Shaq’s much anticipated autobiography continues to have excerpts leaked, which continues to fuel the sports media industry that has jumped on board this tabloid obsession that America is so saturated with.
The latest sees O’Neal discussing his time in Cleveland with LeBron and some of the bigger issues that plague his game today. Obviously we are referring to his ‘clutchness’ or whatever other ridiculous adjective we have invented to determine why a player was able to find success late in a game.
“There’s no question in Game 5 LeBron was kind of out of it,” O’Neal wrote. “I always believed he could turn it on at any moment, but for some reason he didn’t. Not against the Celtics in 2010 and not against the Mavericks in 2011. It was weird.
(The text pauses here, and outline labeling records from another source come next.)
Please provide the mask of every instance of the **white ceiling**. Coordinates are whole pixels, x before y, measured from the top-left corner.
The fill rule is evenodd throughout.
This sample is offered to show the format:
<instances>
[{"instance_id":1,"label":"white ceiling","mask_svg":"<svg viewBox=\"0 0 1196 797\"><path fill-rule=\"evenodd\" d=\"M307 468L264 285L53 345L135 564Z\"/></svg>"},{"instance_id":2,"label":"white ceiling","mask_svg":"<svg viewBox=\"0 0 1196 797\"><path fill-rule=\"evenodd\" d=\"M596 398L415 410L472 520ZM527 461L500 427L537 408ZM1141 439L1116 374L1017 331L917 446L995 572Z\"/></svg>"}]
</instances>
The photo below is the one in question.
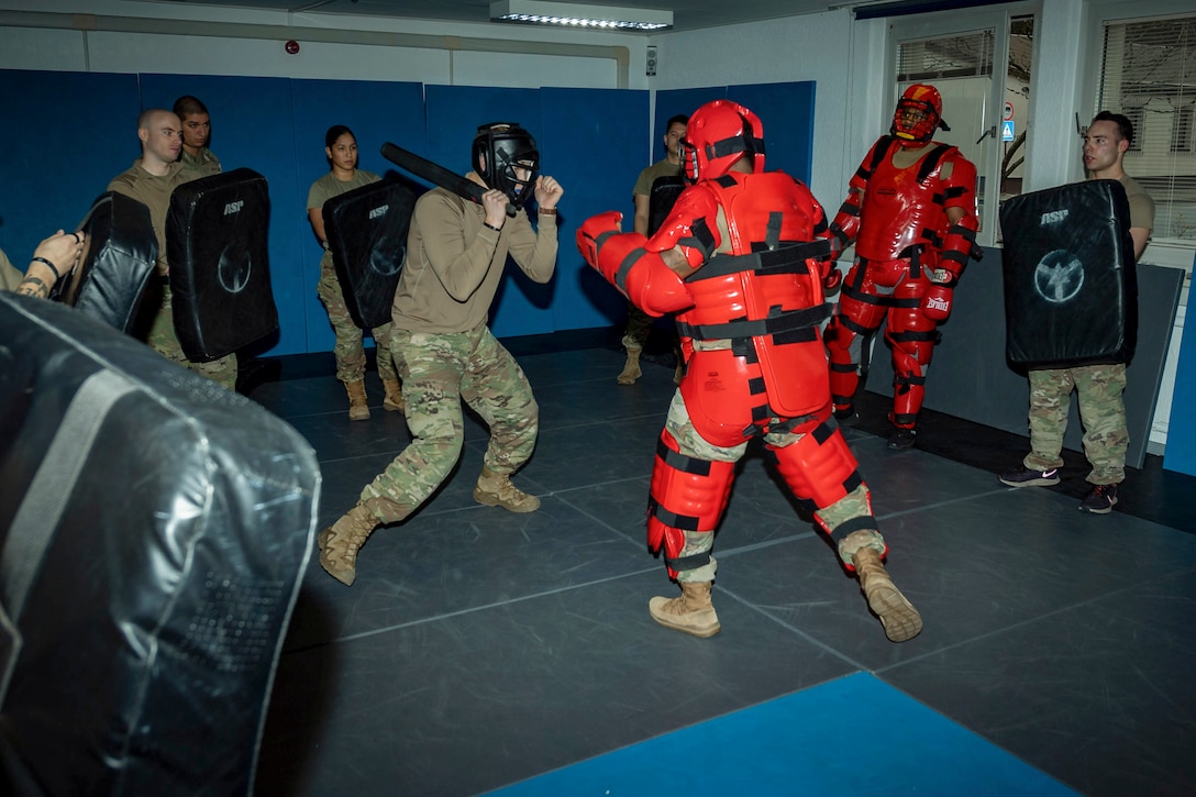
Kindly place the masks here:
<instances>
[{"instance_id":1,"label":"white ceiling","mask_svg":"<svg viewBox=\"0 0 1196 797\"><path fill-rule=\"evenodd\" d=\"M294 13L330 13L361 17L393 17L439 19L454 23L488 23L489 0L154 0L173 5L228 6L234 8L264 8ZM565 5L636 7L672 11L673 30L716 28L744 22L759 22L793 17L834 6L869 5L841 0L649 0L648 2L587 2L586 0L551 0ZM873 2L875 0L872 0Z\"/></svg>"}]
</instances>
It’s one thing to be a passer, but you are supposed to be the One.
I’m watching him play against Dallas, and they’re swinging the ball and they get him a perfect open look — and he’s kicking it to Mario Chalmers. Makes no sense. I told people, ’It’s like Michael Jordan told me. Before you succeed, you must first fail.’”
So once again we have the Michael Jordan and LeBron James comparison, once again we are talking about Boston and Dallas, once again we are talking about him supposedly giving up the big shots and once again we are questioning his (mocking quotational fingers) killer instinct.
There are a lot of us common sensical people out there that have become all too tired of these arguments, but I am getting to the point now where it’s just background noise. I have accepted that this idiotical crap will most likely never go away, so I had better make peace with it.
I’m getting there.
I am not going to stand up and defend the way he played against Dallas in the Finals this year. I watched all 48 minutes of every game and I sat through every second of those 48 minutes telling myself the real LeBron James would soon stand up.
We only saw him on a handful of plays.
That is inexcusable and I get it, but what I don’t get is why everyone was so quick to forget the Eastern Conference Semi Finals against Boston and the Eastern Conference Finals against Chicago.
LeBron James, for the majority of those series’, single handedly carried the Heat. Chris Bosh turned up one night per series and Dwyane Wade was completely out of it. They obviously have nothing else. James buried the Celtics time and time again, then moved onto the MVP, allowed one basket when defending the POINT GUARD and again made all the big shots for the Heat.
He gets to the Finals and that all disappeared, but Dwyane Wade certainly improves from his disappearing act in the Eastern Conference Semis and Finals. LeBron James is crucified for his apparent constant late game failures, despite everyone proclaiming him as Jordan’s second coming only a week earlier including Scottie Pippen (the least likely man to say so), and Dwyane Wade is for some reason elevated to the game’s best player, to Miami’s hero and to be carrying the team?
I love Dwyane Wade, but that made absolutely no sense.
I am going to leave that argument right there, because no one wants to get drawn back into this never-ending bullshit, least of all me.
Shaq’s comments aren’t surprising, but probably are not as well though out given the huge promises he gave the city of Cleveland upon his arrival, and never actually showing anything of what he said he still had, particularly in the playoffs (where he finds fault in LeBron).
Maybe LeBron was waiting for you to get off Twitter and do something?
Maybe LeBron was waiting for you to forget what you may have done in the past and start living in the now? To start adapting your game to suit your age, declining athleticism and increasing injury problems?
Perhaps he was expecting a man who has 1000 nicknames for himself, rates himself as one of the greatest players ever and one of the greatest champions ever to start playing like the before mentioned characteristics.
Don’t get me wrong I looooove Shaq, I think he is a refreshing, entertaining and fantastic character and the most frightening player I may have ever seen in my years of watching sport all around the world, but c’mon man, it’s just not necessary.